Aber die Batterietechnologie macht gerade diesbezüglich enorme Fortschritte.“
Ein weiterer Vorteil der Antriebswende: Neue Elektroautos, mögen sie auch heute noch recht teuer in der Anschaffung sein, werden in ein paar Jahren zu erschwinglicheren Gebrauchten. So ermöglichen sie perspektivisch auch Menschen mit weniger Geld, auf klimafreundlichere E-Mobilität umzusteigen.

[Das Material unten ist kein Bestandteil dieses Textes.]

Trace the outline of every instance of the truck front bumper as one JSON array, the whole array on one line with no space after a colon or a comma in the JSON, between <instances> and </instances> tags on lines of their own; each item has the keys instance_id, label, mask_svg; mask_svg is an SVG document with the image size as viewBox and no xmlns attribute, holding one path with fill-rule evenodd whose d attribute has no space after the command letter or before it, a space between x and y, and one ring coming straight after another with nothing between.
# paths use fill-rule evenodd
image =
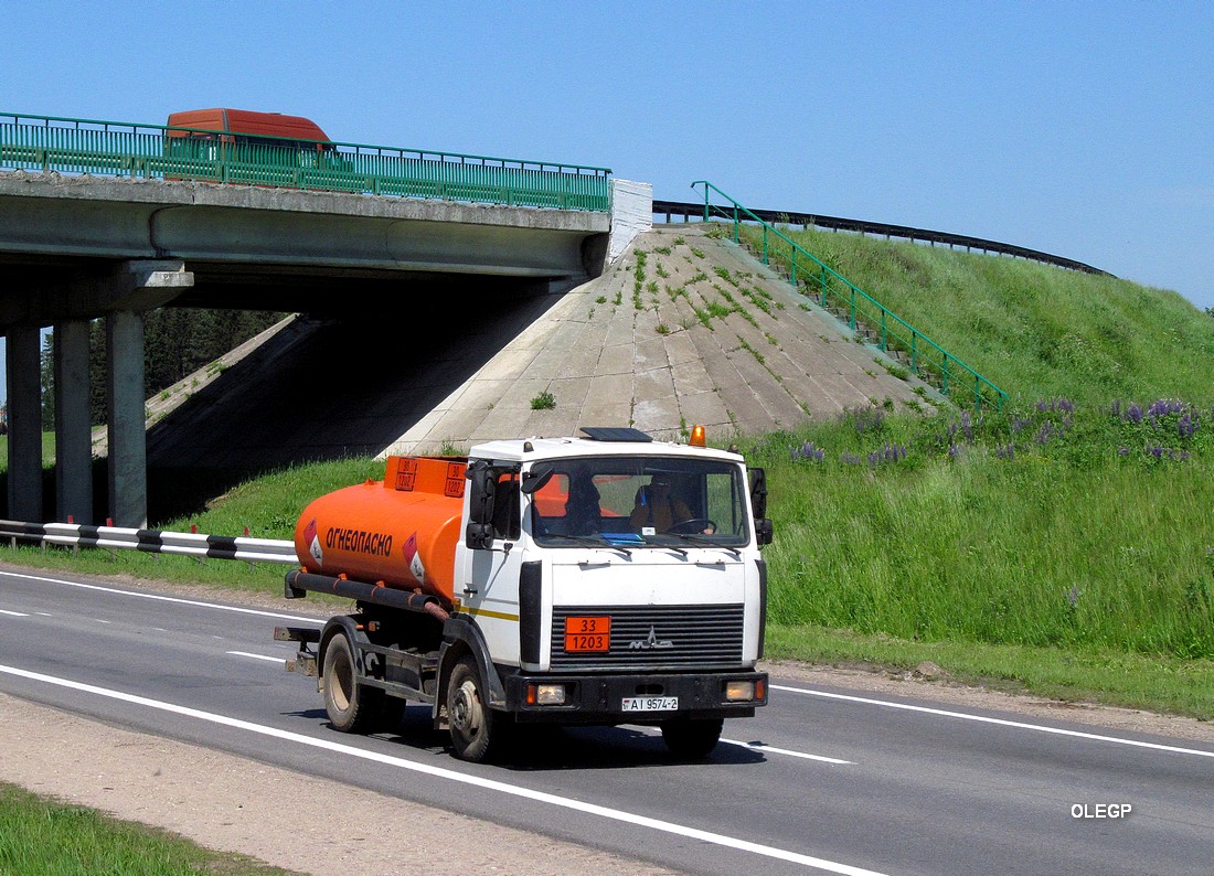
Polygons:
<instances>
[{"instance_id":1,"label":"truck front bumper","mask_svg":"<svg viewBox=\"0 0 1214 876\"><path fill-rule=\"evenodd\" d=\"M767 705L766 672L679 672L671 675L531 675L503 673L506 710L524 723L656 724L671 718L744 718ZM730 700L731 682L749 683L754 696ZM560 686L561 704L535 701L539 686ZM734 686L737 687L737 686ZM625 700L642 700L653 710L625 711ZM671 700L677 706L670 709Z\"/></svg>"}]
</instances>

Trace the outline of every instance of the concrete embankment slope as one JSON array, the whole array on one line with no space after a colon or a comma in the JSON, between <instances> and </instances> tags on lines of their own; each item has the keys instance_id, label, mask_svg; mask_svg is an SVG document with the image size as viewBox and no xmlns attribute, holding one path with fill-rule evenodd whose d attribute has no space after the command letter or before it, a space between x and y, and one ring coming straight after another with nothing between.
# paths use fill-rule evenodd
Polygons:
<instances>
[{"instance_id":1,"label":"concrete embankment slope","mask_svg":"<svg viewBox=\"0 0 1214 876\"><path fill-rule=\"evenodd\" d=\"M297 319L161 394L189 398L157 413L148 460L263 467L582 426L676 438L699 423L720 439L886 398L921 404L921 385L890 362L732 241L659 227L561 295L486 280L436 301L402 288L348 319ZM554 406L533 408L544 393Z\"/></svg>"},{"instance_id":2,"label":"concrete embankment slope","mask_svg":"<svg viewBox=\"0 0 1214 876\"><path fill-rule=\"evenodd\" d=\"M388 450L629 423L668 438L696 423L754 434L886 398L923 404L923 385L886 364L732 241L698 226L654 228ZM534 409L541 393L555 406Z\"/></svg>"}]
</instances>

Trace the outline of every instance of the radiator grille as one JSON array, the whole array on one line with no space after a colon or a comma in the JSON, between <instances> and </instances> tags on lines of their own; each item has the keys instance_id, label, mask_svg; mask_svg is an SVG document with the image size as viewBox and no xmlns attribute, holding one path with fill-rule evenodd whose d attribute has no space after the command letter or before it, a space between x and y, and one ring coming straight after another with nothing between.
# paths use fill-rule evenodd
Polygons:
<instances>
[{"instance_id":1,"label":"radiator grille","mask_svg":"<svg viewBox=\"0 0 1214 876\"><path fill-rule=\"evenodd\" d=\"M552 609L552 669L737 666L743 605L578 605ZM565 650L566 618L611 616L609 650ZM669 643L669 644L668 644Z\"/></svg>"}]
</instances>

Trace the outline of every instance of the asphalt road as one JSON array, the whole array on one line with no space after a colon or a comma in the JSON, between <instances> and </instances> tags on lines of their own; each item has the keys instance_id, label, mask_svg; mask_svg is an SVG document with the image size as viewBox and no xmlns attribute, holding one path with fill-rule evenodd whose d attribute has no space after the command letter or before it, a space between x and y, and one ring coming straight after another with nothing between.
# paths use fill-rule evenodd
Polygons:
<instances>
[{"instance_id":1,"label":"asphalt road","mask_svg":"<svg viewBox=\"0 0 1214 876\"><path fill-rule=\"evenodd\" d=\"M429 707L331 730L272 639L318 622L291 609L0 571L0 690L688 872L1214 871L1208 745L773 678L705 763L624 727L467 764Z\"/></svg>"}]
</instances>

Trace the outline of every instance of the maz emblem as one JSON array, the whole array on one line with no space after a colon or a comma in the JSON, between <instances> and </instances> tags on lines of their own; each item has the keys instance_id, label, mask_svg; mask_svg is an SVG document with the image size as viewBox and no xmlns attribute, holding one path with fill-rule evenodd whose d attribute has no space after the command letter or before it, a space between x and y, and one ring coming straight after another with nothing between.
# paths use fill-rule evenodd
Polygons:
<instances>
[{"instance_id":1,"label":"maz emblem","mask_svg":"<svg viewBox=\"0 0 1214 876\"><path fill-rule=\"evenodd\" d=\"M668 638L659 639L657 631L651 626L649 637L628 643L629 650L649 650L653 648L674 648L675 643Z\"/></svg>"}]
</instances>

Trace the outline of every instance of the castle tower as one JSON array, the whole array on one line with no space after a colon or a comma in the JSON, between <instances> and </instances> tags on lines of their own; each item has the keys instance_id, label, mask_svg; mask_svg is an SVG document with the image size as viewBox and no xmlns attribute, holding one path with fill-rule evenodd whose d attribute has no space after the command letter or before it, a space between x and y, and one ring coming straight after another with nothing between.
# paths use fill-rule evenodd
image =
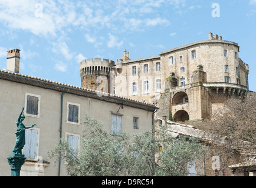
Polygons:
<instances>
[{"instance_id":1,"label":"castle tower","mask_svg":"<svg viewBox=\"0 0 256 188\"><path fill-rule=\"evenodd\" d=\"M110 93L110 74L114 62L101 58L87 59L80 63L81 87Z\"/></svg>"},{"instance_id":2,"label":"castle tower","mask_svg":"<svg viewBox=\"0 0 256 188\"><path fill-rule=\"evenodd\" d=\"M7 70L19 72L20 51L18 49L15 49L7 51Z\"/></svg>"}]
</instances>

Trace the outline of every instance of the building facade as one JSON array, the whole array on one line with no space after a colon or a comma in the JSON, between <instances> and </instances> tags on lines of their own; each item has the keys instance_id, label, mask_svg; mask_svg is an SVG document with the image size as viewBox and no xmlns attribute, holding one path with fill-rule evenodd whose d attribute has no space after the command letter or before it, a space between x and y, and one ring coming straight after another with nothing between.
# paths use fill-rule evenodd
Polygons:
<instances>
[{"instance_id":1,"label":"building facade","mask_svg":"<svg viewBox=\"0 0 256 188\"><path fill-rule=\"evenodd\" d=\"M99 83L109 82L109 93L157 105L159 116L200 120L214 114L229 98L242 97L248 90L249 66L239 51L238 43L212 33L208 40L147 58L131 60L124 49L114 66L108 64L109 77ZM84 68L93 69L92 60L87 61L81 63L82 85L87 80Z\"/></svg>"},{"instance_id":2,"label":"building facade","mask_svg":"<svg viewBox=\"0 0 256 188\"><path fill-rule=\"evenodd\" d=\"M16 58L18 51L10 51L8 56ZM112 134L152 131L155 105L23 75L14 69L18 63L11 58L7 64L12 71L0 69L0 142L4 143L0 145L0 176L11 175L7 157L15 143L15 121L22 106L24 125L37 126L25 129L22 153L27 159L21 176L67 175L63 161L55 165L48 160L47 152L60 138L79 149L86 114L103 123L103 129Z\"/></svg>"}]
</instances>

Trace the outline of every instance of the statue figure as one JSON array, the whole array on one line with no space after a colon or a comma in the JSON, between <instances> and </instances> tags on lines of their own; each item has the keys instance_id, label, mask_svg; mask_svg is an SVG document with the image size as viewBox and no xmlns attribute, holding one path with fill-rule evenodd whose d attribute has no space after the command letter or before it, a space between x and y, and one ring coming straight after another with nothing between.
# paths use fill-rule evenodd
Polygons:
<instances>
[{"instance_id":1,"label":"statue figure","mask_svg":"<svg viewBox=\"0 0 256 188\"><path fill-rule=\"evenodd\" d=\"M37 125L36 124L34 124L29 127L25 127L25 125L22 123L22 121L25 119L24 115L22 114L23 110L24 110L24 108L22 107L22 110L21 110L21 113L19 114L19 118L18 118L18 120L15 122L17 125L17 130L15 132L16 134L16 143L14 146L14 150L12 150L12 153L22 155L21 150L23 147L25 145L25 129L29 129L31 127L33 127L34 126Z\"/></svg>"}]
</instances>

Das Fazit der Forscher vom ifeu-Institut ist eindeutig: Beim Betrieb ist der Vorteil von Elektroautos gegenüber Verbrennern (auch bereits produzierten) schon heute so groß, dass der Wechsel – fast – immer sinnvoll ist. Eine Einschränkung nämlich gibt es: „Allein ausgeprägte Garagenwagen mit Jahresfahrleistungen unter 3.000 Kilometern bilden heute noch eine Ausnahme.“
Zu solchen Fahrzeugen gehört der VW Golf von Ulrich Venjakob: Gehätschelte Liebhaber-Autos, die nur bei schönem Wetter und zu Sonntagsausfahrten bewegt werden – und über das Jahr gerechnet entsprechend wenig Abgase ausstoßen. Im Alltag bleibt Venjakobs Golf nämlich oft in der Garage. „Alles, was ich hier in der Nähe erledigen kann, fahre ich mit dem Fahrrad“, sagt der Rentner. Allerdings besitzen er und seine Frau für weitere Strecken und Reisen noch einen Diesel-Passat, mit dem sie jährlich etwa 12.000 Kilometer fahren – zusätzlich zu den etwa 3.000 Kilometern mit dem alten Golf. Würde sich da nicht doch ein E-Auto lohnen?
Gepflegte Liebhaberstücke mit geringer Jahreslaufleistung wie der Golf 2 von Ulrich Venjakob lassen sich auch heute noch mit gutem Klimagewissen bewegen.
Fotos: Haiko Tobias Prengel
Tatsächlich haben die Venjakobs schon zwei Solarpanele auf ihrem Eigenheim installiert, die Kühlschrank, Fernseher und andere Haushaltsgeräte mit Strom versorgen. Über eine größere Anlage ließe sich eine Wärmepumpe betreiben, wenn die über 30 Jahre alte Heizung mal den Geist aufgibt, überlegt Ulrich Venjakob am Wohnzimmertisch. „Da denken wir gerade drüber nach.“ Ob dann auch die Wallbox für ein E-Auto kommt, bleibt offen.
Klar ist: Oldtimer-Fans dürfen sich auch weiterhin an ihren alten Vehikeln erfreuen. Wer seinen Benziner und Diesel ganz selten bewegt und sich sonst zum Beispiel aufs Fahrrad setzt oder öffentliche Verkehrsmittel benutzt, mag seinen alten Verbrenner noch eine Weile mit gutem Gewissen behalten. Doch im Alltag fahren die Deutschen mit ihrem Pkw im Durchschnitt über vier Mal so viel als jene 3.000 Kilometer des venjakobschen Golf, und das Jahr für Jahr. Für diese Millionen „Gebrauchswagenbesitzer“ lohnt sich der Umstieg auf ein Elektroauto schon jetzt, wie die Wissenschaft zeigt – zumindest aus Klimasicht.